14. Le loup mange les agneaux

— «C'est cela que vous appelez monnaie saine, monsieur Martin? Une dette nationale devenue nécessaire et impayable, ce n'est pas sain, c'est malsain.»

— «Messieurs, toute monnaie saine doit être basée sur l'or et sortir de la banque à l'état de dette. La dette nationale est une bonne chose: elle place; les gouvernements sous la sagesse incarnée dans les banquiers. A titre de banquier, je suis un flambeau de civilisation dans votre île.»

— «Monsieur Martin, nous ne sommes que des ignorants, mais nous ne voulons point de cette civilisation-là ici. Nous n'emprunterons plus un seul sou de vous.

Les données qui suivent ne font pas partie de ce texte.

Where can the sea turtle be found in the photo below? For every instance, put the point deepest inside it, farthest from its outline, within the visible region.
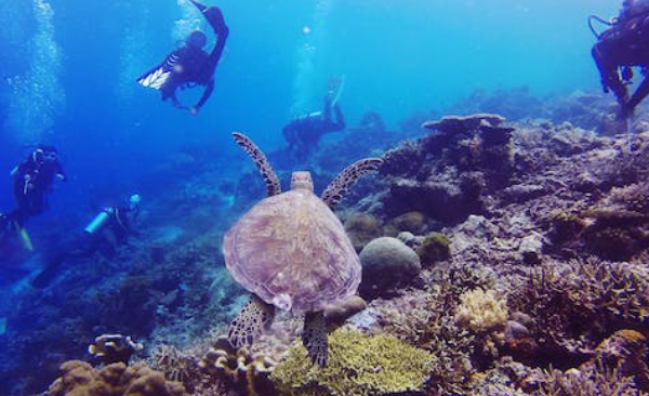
(291, 252)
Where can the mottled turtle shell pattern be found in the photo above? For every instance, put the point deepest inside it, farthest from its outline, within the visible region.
(292, 247)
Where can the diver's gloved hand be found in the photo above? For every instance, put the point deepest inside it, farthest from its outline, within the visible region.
(626, 111)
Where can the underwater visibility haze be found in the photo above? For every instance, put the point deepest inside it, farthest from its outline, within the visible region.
(474, 220)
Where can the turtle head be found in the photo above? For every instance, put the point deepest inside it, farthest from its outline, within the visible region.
(301, 181)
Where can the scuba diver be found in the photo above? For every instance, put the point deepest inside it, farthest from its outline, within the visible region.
(10, 226)
(110, 227)
(624, 45)
(303, 134)
(190, 65)
(34, 177)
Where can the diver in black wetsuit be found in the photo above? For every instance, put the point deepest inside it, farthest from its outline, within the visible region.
(303, 134)
(620, 48)
(34, 177)
(112, 226)
(190, 65)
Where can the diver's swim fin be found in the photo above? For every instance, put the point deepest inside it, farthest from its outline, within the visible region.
(24, 236)
(155, 78)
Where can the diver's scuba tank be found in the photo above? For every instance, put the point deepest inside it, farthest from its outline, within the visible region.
(99, 221)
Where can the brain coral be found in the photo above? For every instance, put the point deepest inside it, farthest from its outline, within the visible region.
(359, 365)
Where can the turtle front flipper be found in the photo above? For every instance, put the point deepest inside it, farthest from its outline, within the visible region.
(339, 186)
(314, 337)
(251, 322)
(273, 186)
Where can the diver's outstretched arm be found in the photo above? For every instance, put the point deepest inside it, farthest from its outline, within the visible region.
(206, 95)
(198, 5)
(608, 71)
(221, 30)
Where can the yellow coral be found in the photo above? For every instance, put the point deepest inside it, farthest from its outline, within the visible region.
(481, 311)
(359, 365)
(81, 379)
(239, 369)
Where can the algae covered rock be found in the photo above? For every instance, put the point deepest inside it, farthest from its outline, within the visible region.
(435, 247)
(387, 263)
(361, 229)
(359, 365)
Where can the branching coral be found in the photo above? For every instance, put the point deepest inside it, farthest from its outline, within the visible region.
(177, 365)
(573, 306)
(114, 348)
(81, 379)
(602, 382)
(426, 319)
(359, 365)
(482, 311)
(239, 369)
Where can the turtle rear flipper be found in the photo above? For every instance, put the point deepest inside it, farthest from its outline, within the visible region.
(314, 337)
(273, 186)
(347, 178)
(251, 322)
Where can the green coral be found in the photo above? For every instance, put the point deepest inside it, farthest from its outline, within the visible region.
(359, 365)
(434, 248)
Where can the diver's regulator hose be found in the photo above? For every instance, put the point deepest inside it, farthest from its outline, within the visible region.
(592, 18)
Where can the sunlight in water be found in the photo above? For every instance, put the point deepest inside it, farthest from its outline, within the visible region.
(305, 88)
(37, 95)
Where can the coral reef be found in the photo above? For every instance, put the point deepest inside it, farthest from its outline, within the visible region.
(359, 365)
(114, 348)
(414, 222)
(573, 306)
(79, 378)
(239, 369)
(508, 301)
(387, 264)
(361, 229)
(481, 311)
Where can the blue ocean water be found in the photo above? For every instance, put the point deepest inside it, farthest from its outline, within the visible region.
(68, 74)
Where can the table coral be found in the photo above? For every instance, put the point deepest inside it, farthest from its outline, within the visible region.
(359, 365)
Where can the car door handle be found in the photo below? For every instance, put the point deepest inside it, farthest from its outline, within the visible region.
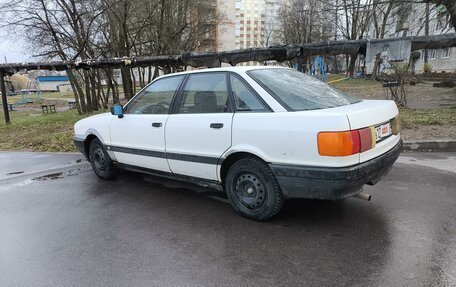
(216, 126)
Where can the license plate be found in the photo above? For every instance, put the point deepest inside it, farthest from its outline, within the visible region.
(383, 131)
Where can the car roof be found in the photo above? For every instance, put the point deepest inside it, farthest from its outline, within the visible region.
(224, 69)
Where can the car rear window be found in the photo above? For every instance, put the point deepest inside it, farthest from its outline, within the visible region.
(297, 91)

Monnaie saine ou pas saine, nous ne voulons plus faire affaire avec vous.»

— «Je regrette cette décision maladroite, messieurs. Mais si vous rompez avec moi, j'ai vos signatures. Remboursez-moi immédiatement tout, capital et intérêts.»

— «Mais c'est impossible, monsieur. Quand même on vous donnerait tout l'argent de l'île, on ne serait pas quitte.»

— «Je n'y puis rien. Avez-vous signé, oui ou non? Oui? Eh bien, en vertu de la sainteté des contrats, je saisis toutes vos propriétés gagées, tel que convenu entre nous, au temps où vous étiez si contents de m'avoir. Vous ne voulez pas servir de bon gré la puissance suprême de l'argent, vous la servirez de force. Vous continuerez à exploiter l'île, mais pour moi et à mes conditions. Allez. Je vous passerai mes ordres demain.»